We can examine our partition function to be sure it has the range values we want …

SELECT pf.name, rv.boundary_id, rv.value, 
DATEDIFF(hh,convert(datetime2,rv.value),(SELECT MAX(asofdate) FROM product)) AS 'HoursOld'
FROM sys.partition_range_values rv
JOIN sys.partition_functions pf 
ON rv.function_id = pf.function_id
WHERE pf.name = 'product_PF'

….and we can add another – or another few – as needed.

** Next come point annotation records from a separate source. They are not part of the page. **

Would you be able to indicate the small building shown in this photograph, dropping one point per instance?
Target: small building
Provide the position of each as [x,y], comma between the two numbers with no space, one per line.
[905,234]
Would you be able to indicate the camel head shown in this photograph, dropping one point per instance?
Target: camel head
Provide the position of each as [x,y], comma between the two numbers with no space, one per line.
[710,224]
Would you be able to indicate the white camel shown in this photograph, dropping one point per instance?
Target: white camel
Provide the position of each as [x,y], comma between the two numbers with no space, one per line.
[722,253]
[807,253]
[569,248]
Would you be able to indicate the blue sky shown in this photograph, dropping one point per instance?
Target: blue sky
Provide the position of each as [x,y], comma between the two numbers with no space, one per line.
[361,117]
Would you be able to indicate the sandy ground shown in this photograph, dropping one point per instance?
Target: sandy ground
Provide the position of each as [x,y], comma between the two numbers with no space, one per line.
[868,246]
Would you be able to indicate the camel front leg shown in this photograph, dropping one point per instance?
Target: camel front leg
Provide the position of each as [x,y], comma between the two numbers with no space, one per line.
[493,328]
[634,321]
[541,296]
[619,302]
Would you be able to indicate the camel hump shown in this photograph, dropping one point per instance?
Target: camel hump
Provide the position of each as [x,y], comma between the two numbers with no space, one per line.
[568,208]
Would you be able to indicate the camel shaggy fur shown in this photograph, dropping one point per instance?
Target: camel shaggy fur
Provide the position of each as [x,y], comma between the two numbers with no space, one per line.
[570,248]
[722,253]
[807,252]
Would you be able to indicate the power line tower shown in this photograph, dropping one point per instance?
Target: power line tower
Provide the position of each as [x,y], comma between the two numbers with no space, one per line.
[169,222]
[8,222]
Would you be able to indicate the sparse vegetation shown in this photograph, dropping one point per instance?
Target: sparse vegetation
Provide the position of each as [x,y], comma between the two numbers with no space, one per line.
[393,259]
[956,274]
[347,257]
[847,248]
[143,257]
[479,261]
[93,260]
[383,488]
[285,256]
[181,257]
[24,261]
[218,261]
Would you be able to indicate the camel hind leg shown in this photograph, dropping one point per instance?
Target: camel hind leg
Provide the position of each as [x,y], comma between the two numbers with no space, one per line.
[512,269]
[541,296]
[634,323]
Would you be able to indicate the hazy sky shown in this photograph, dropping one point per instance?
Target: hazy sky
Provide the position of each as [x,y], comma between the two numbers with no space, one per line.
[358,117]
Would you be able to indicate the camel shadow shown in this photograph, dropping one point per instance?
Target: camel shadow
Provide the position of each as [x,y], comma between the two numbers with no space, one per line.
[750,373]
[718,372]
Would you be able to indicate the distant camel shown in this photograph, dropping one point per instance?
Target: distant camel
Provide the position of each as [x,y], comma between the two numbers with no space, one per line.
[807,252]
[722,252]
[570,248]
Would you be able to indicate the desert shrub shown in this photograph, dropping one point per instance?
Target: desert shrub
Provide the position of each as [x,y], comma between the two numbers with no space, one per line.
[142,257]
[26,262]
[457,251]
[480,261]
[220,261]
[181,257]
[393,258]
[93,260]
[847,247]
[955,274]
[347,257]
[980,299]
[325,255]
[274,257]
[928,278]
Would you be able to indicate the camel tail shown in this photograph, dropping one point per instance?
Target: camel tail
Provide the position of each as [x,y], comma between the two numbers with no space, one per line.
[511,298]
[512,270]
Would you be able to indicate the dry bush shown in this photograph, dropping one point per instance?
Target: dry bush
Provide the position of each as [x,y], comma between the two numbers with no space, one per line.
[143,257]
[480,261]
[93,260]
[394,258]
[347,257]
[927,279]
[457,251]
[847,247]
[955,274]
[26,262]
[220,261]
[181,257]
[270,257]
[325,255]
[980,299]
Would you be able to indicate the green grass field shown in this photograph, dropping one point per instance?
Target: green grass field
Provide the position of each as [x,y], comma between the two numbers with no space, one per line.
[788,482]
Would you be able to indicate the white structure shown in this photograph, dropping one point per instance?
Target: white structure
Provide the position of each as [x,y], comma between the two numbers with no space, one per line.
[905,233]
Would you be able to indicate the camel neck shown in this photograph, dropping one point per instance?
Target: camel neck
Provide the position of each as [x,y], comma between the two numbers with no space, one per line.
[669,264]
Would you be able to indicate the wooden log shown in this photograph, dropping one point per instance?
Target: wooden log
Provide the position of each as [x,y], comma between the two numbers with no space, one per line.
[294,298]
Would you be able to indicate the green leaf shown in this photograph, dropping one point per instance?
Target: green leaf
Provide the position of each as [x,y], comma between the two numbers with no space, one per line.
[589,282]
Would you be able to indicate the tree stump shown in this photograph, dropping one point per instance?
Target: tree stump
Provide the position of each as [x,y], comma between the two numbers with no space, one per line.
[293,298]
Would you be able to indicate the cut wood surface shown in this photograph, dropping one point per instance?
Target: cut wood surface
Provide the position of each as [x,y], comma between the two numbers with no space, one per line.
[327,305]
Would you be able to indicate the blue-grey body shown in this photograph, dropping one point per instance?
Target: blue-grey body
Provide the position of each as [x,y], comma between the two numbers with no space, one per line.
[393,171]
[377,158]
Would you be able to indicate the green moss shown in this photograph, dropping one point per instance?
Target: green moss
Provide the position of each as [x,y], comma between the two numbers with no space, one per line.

There is no harm, and in fact you are building in a margin of safety for later split operations, if you create extra boundaries on the leading end.

older | 25 | 24 | 23 | … | 2 | 1 | 0 | -1 | -2 | newer

--find the max range value 
DECLARE @maxpartbound datetime2
SELECT @maxpartbound = CAST(MAX(value) as datetime2)
FROM sys.partition_range_values rv
JOIN sys.partition_functions pf 
ON rv.function_id = pf.function_id
WHERE pf.name = 'product_pf'

--add a hour to the max range value and split off a new range
ALTER PARTITION FUNCTION product_pf() 
SPLIT RANGE (DATEADD(hh,1,@maxpartbound))

For the archive table we initially only need 2 range values to define the boundary between data which is 23 hours old (and newer), 24 hour old data, and data older than 24 hours.

older than 24 | 24 | 23 and newer

As you will see, once we apply this function to the archive table the partition housing the 24-hour-old data will always be empty since that data is still part of the product table, however it needs to be there as a place-holder when the 24-hour-old data turns 25.

DECLARE @StartHour datetime2=DATEADD(hh,-24,getdate());
CREATE PARTITION FUNCTION archive_pf (datetime2)
AS RANGE RIGHT FOR VALUES
(@StartHour);

Partition Scheme:

We require two partition schemes – one for each partition function. In short, the partition scheme maps each table partition to a file group, ideally so as to spread the IO across multiple disks. Although it might be nice, in this scenario where we are solely focusing on an archiving solution, we don’t necessarily need multiple disks, we need a simple, efficient, repeatable archive process. When this came to light for me I was very excited since it simplifies things to a large degree and makes this otherwise complex feature a Rube Goldberg viable solution. The partition schemes will map all partitions to the primary filegroup.

--create the product partition scheme
CREATE PARTITION SCHEME product_ps 
AS PARTITION product_pf
ALL TO ([PRIMARY]);

--create the archive partition scheme
CREATE PARTITION SCHEME archive_ps 
AS PARTITION archive_pf
ALL TO ( [PRIMARY] );

Indexes:

Lastly we need two clustered indexes – one for each table. Building the cluster index on the table using the partition scheme effectively applies the partitioning to the table.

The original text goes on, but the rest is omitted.